Dans les autres disciplines médicales, le refus de soin du patient est respecté lorsqu'il agit en toute conscience. Mais, en psychiatrie, l'hospitalisation peut se faire sous contrainte dès lors que l'état mental du patient ne permet pas d'obtenir son consentement aux soins. Cette hospitalisation peut se faire à la demande d'un tiers, le plus souvent quelqu'un de la famille. Dans ce cadre-là, plusieurs certificats psychiatriques initient la mesure et justifient de l'impossibilité du patient à donner son consentement à des soins dont il a besoin.
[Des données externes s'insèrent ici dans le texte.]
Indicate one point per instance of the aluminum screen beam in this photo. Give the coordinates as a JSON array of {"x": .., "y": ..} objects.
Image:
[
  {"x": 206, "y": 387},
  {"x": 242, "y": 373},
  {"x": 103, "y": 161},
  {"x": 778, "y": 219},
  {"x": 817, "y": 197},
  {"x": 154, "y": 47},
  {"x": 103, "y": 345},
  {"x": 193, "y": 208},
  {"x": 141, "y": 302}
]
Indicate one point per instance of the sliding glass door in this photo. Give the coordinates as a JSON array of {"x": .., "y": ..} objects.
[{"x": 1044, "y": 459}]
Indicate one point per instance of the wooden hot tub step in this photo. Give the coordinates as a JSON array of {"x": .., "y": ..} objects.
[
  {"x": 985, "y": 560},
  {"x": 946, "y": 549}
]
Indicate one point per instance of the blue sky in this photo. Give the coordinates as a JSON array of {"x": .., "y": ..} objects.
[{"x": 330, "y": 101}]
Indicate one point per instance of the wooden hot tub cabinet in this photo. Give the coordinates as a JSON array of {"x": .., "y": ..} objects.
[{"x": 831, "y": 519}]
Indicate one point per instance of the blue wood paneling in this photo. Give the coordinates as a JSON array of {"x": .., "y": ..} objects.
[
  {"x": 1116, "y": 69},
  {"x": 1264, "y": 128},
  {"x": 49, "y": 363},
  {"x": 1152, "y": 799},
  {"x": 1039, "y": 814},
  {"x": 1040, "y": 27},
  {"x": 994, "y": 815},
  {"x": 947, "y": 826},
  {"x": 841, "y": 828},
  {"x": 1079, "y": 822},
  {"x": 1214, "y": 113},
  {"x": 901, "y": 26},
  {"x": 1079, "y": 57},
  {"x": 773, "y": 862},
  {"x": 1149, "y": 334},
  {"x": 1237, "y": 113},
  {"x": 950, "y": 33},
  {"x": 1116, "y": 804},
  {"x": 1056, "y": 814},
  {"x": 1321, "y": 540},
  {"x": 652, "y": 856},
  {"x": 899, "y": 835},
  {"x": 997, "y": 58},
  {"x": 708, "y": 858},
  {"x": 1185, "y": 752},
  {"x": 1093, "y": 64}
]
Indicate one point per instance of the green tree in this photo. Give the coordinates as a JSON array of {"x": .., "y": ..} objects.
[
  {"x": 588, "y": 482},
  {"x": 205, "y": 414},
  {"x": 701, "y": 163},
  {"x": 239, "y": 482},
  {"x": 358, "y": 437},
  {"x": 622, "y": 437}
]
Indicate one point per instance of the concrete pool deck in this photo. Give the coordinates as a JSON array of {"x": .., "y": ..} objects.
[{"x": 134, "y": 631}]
Enfin, et c'est sous ce mode qu'est aujourd'hui hospitalisé Emmanuel Abayisenga, il existe la mesure de soin sans consentement à la demande d'un représentant de l'État (SDRE), anciennement appelée «hospitalisation d'office». Elle est demandée par le préfet ou un maire, sur la base d'un certificat médical. Il s'agit alors de patients souffrant de troubles mentaux qui rendent le consentement impossible, mais aussi étant dangereux, présentant une menace d'atteinte à la personne ou à l'ordre public. C'est ce qui a été décidé pour Emmanuel Abayisenga.

Quel que soit le régime d'hospitalisation en juillet, l'état du suspect avait été jugé assez stable pour qu'on le laisse sortir. Mais quel a donc pu être la cause de ce nouveau passage à l'acte meurtrier? Était-il toujours délirant en prison, puis durant son hospitalisation? A-t-il présenté un nouvel épisode de décompensation délirante à sa sortie d'hospitalisation, par exemple à la suite d'un arrêt de ses traitements ou bien d'une prise de drogue? Il conviendra à l'enquête de le définir avant de pouvoir se poser la question de la responsabilité pénale.